The controversy promptly resumed, with the Transit Police union making their first complaint about Judge Wright a week after he returned to the Criminal Court bench. It peaked in April 1979, when Jerome Singleton was charged with slashing the throat of a white decoy officer, Robert Bilodeau. After bail had initially been set at $10,000 cash by another judge, Judge Wright released Singleton on his own recognizance, saying that he had no previous criminal record, strong family and community ties, and that prosecutors had offered no convincing reason to bar Singleton's release. (Singleton was eventually found guilty of second-degree assault and acquitted of first-degree assault and attempted murder.)

However, while some criticized Wright, others thought he was fair. Despite his outspoken views and practices, Wright was elected to the New York State Supreme Court in 1979.

Throughout his career, Wright held onto his belief that the judicial system, including bail, was stacked against poor and minority defendants. In a lecture at Columbia University Law School in 1979, he said that a more appropriate name for him would have been "Civil" Wright. He retired on December 31, 1994. Several days before his retirement, he said,

I have never changed my mind about the Eighth Amendment. To say that I would've done things differently means to me I would have been a good boy, kept my mouth shut and availed myself of the benefits of the system.
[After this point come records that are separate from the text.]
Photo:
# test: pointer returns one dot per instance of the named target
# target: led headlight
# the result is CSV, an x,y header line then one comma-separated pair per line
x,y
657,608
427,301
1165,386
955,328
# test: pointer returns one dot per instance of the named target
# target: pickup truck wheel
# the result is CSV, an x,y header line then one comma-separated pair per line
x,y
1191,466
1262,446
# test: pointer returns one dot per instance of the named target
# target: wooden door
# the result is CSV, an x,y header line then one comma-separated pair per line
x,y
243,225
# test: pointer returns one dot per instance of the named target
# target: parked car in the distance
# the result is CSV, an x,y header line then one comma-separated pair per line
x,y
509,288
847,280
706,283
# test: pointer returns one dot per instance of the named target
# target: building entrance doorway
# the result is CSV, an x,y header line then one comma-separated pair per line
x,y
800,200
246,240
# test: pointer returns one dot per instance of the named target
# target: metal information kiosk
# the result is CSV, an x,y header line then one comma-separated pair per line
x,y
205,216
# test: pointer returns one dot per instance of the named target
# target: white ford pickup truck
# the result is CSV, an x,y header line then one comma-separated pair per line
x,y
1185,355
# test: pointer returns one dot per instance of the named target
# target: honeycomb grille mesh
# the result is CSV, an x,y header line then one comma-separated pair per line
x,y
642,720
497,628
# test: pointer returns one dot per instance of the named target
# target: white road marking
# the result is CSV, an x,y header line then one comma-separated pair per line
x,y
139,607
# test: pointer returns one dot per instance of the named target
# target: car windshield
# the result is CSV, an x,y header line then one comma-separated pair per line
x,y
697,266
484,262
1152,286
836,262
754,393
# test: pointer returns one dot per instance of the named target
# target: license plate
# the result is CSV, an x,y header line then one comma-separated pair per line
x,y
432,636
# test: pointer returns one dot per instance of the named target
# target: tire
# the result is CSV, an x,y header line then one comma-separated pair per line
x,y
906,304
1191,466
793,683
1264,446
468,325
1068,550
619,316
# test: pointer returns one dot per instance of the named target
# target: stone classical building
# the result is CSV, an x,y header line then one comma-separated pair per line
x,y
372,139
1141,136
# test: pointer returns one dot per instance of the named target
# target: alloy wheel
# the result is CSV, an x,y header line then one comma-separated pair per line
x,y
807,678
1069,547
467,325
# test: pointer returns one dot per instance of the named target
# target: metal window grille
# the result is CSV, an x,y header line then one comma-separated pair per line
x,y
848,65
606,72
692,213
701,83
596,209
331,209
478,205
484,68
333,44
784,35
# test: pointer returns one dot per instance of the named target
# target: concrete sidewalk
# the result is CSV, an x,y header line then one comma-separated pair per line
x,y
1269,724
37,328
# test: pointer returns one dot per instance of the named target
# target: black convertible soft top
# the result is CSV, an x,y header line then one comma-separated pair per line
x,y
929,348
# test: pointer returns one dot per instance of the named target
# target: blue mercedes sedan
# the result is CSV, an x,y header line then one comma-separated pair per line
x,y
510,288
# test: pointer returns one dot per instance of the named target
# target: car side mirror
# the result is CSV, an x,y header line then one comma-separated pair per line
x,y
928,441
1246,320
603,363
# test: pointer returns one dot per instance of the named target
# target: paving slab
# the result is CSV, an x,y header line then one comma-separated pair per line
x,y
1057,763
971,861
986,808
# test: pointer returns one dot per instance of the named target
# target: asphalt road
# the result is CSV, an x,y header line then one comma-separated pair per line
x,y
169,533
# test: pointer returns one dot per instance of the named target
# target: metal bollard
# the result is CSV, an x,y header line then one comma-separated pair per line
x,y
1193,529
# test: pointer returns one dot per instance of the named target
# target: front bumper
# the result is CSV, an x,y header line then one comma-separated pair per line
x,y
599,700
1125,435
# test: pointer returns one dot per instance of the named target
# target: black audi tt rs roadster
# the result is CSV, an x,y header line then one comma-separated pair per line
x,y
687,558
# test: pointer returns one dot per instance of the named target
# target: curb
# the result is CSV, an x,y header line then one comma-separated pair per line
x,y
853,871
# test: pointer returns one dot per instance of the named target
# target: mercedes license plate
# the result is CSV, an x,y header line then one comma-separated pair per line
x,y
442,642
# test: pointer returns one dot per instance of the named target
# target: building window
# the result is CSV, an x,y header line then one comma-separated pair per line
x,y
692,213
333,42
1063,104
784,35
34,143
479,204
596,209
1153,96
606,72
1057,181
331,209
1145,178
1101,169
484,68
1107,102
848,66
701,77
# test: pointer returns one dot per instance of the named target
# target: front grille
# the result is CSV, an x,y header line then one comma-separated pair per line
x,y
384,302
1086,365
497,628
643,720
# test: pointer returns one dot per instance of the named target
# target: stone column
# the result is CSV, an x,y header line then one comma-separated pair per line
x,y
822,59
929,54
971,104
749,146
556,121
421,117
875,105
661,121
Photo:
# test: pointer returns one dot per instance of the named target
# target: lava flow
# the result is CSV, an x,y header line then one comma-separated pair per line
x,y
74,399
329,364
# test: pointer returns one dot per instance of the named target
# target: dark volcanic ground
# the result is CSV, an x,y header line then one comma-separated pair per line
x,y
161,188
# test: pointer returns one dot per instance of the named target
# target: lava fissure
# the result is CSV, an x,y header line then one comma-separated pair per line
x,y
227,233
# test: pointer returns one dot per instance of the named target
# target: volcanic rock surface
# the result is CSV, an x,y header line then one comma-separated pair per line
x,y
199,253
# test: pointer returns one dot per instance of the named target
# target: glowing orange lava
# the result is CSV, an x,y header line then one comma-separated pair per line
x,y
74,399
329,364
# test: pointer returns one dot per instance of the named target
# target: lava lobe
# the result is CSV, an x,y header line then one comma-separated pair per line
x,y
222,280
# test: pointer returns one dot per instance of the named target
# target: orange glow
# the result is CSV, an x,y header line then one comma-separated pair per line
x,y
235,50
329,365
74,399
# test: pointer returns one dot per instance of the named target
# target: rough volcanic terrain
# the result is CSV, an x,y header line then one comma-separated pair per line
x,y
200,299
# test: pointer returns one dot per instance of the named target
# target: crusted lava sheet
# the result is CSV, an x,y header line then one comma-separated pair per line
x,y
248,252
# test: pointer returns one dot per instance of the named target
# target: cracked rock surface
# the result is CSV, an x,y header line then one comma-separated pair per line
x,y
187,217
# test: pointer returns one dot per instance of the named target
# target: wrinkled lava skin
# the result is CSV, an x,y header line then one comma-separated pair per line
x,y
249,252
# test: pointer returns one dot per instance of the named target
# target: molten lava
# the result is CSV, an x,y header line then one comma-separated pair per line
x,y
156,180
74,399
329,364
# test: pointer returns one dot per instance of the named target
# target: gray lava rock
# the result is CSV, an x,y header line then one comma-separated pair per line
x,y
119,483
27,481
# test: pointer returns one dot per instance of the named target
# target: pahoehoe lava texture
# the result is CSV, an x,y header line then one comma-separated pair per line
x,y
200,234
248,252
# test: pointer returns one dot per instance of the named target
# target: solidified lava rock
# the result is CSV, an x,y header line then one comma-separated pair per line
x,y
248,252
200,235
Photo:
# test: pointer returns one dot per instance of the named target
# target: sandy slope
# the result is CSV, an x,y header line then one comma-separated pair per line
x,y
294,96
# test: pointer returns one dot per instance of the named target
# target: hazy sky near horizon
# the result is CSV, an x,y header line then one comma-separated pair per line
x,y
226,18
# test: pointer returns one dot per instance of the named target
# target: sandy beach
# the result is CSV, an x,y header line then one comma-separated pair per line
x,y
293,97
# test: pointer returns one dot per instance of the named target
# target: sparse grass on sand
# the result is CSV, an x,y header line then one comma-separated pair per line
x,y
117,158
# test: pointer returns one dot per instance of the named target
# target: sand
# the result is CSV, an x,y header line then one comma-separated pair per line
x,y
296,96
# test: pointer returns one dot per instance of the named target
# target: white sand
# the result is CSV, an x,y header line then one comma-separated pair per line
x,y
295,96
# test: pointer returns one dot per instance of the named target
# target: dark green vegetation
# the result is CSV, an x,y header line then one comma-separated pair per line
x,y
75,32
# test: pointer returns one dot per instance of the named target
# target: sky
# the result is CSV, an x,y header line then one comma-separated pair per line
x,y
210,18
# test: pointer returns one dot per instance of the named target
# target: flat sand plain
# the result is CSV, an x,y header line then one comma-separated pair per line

I don't think I can do that. I don't think I could ever do that.

Judge Wright spent 25 years on the bench hearing criminal and civil cases, and had a reputation as a scholarly and provocative jurist who sprinkled his opinions with literary quotations. He taught as visiting scholar at Adelphi University, Garden City, New York in the African American Studies Department a course entitled, Law Against Minorities. He was the author of a 1987 book, Black Robes, White Justice, about the role of race in the judicial system, which won a 1991 American Book Award. He later authored an autobiography, "Black Justice In A White World." Sixty-five years after being denied admission because of his race, the Princeton Class of 2001 made him an honorary member of their class.

In retirement, Judge Wright worked as a "greeter" at the local, Old Saybrook, Wal-Mart. He explained this, saying he needed to supplement his retirement income in order to visit Italy, which he loved doing.

Judge Wright died in his sleep on March 24, 2005, at his home in Old Saybrook, Connecticut at the age of 87.